Is there way to tell how potent is cannabis butter? Every time I make, it's different potency and it's hard to dose for cooking.


----------



## Dizzle Frost (May 12, 2012)

Seems like alota variables making butter , ive only made it 4x and everytime it varied. I guess the grade of product used, cook time etc will vary the results


----------



## asdfkry (May 12, 2012)

potency will depend of quantity, and quality of the plant material used, as well as method, and of course the quantity of butter used.

I have found that throwing it all together in a crock pot over night produces very strong, very disgusting butter. (which most casual stoners cant handle)
for a milder, much more enjoyably tasting butter, add plant material to boiling water/butter, and simmer for 2 hours, cool, refrigerate, and poor water off the next day.

actually finding the thc content? im not sure.

hope this was slightly helpful.


----------



## colonuggs (May 12, 2012)

if you use the same strain... same extracting time.... same amount of herb everytime... the effects will be the same.....

if you use different strains this will make things different or if you get the same strain from different sources (different cuts)

I use my of sour d and my bubba for butter.... sativa and indica butter for the different applications

Try 1.5 grams dry ground up weed per tablespoon butter 12 gs per stick of butter...has the same effect... potency... everytime


----------



## Ringsixty (May 12, 2012)

quality, quantity and cooking method all determine potency.


----------



## 1993stoner (May 14, 2012)

Off topic but I'm high off a really stong brownie atm


----------



## missnu (May 14, 2012)

I have nearly given up on making butter...it always tastes like hell and I have to eat such a large amount to get anything off of it..I am inadept at making it...


----------



## missnu (May 14, 2012)

1993stoner said:


> Off topic but I'm high off a really stong brownie atm


and fella is there anything you aren't high on right now? or yesterday?


----------



## Corso312 (May 14, 2012)

huh? people want it strong....if it is real strong ..eat less...and plant material is nasty in baking and for lazy people who don't own strainers or too cheap to buy cheese cloth .... make large batches in a crockpot and freeze what you don't use right away...the consistency should be the same in the pot.


----------



## Corso312 (May 14, 2012)

missnu said:


> I have nearly given up on making butter...it always tastes like hell and I have to eat such a large amount to get anything off of it..I am inadept at making it...

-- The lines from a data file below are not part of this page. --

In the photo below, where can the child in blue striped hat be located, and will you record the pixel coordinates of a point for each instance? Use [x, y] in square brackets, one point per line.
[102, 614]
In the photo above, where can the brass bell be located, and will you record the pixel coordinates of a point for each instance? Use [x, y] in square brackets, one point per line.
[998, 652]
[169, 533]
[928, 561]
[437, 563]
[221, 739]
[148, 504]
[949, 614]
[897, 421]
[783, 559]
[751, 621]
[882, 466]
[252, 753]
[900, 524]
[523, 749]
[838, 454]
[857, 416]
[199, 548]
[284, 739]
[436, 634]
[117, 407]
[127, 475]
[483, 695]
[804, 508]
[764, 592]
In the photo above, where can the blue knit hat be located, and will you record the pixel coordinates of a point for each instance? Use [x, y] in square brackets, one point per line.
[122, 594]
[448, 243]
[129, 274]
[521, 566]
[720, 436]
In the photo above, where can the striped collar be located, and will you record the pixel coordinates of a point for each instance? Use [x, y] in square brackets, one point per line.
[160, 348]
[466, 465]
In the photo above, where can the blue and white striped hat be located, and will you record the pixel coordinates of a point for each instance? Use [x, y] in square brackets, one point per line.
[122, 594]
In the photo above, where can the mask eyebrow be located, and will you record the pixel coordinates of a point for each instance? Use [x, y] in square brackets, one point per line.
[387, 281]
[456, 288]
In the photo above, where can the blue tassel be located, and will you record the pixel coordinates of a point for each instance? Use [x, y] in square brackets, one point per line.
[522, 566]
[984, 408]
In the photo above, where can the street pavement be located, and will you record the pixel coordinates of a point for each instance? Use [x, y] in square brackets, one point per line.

buy a crock pot ...it is idiot proof...trust me i am an idiot and make sick butter with zero effort


----------



## cannofbliss (May 14, 2012)

repetition and consistency with your recipe... and quality of your ingredients...

that will give you the best way to determine potency every time...


----------



## Bigtacofarmer (May 17, 2012)

Weigh the weed, taking into consideration % of bud to trim. If using more than one strain keep track of the % also. Then weigh or measure the butter or oil. Next keep track of cooking time and temperature (both play a role). Here is the tricky part, Make as many batches as possible changing some batches and trying to copy the ones you like. I've talked about doing this for years but always just mixing it all together in seeing what I did when its done. The strains involved will decide just what type of high you get and the weed to butter ratio will determine potency. Also consider harvest timing of the weed (some strains change a lot in one week). Then once the butter is finished you can eat it just like that or cook it into something good. That changes it too. I don't remember the exact temps but you should be able to find the pretty easy. The butter will keep getting stronger up to a certain temperature and then once to hot it will start to burn off THC (bad). Crock pots work awesome I keep mine on low or warm whenever I'm home for a few days. I try to never let it boil. Add some water and when you strain it into a plastic container and put it in freezer the water will collect any dirt or dust that has made its way in (I'm not actually sure whats in the water but I know I'm glad I seperated it). I have also used vegetable shortening, coconut oil and most recently hempseed oil (still untested because its really concentrated and I think I need a moment for that one). 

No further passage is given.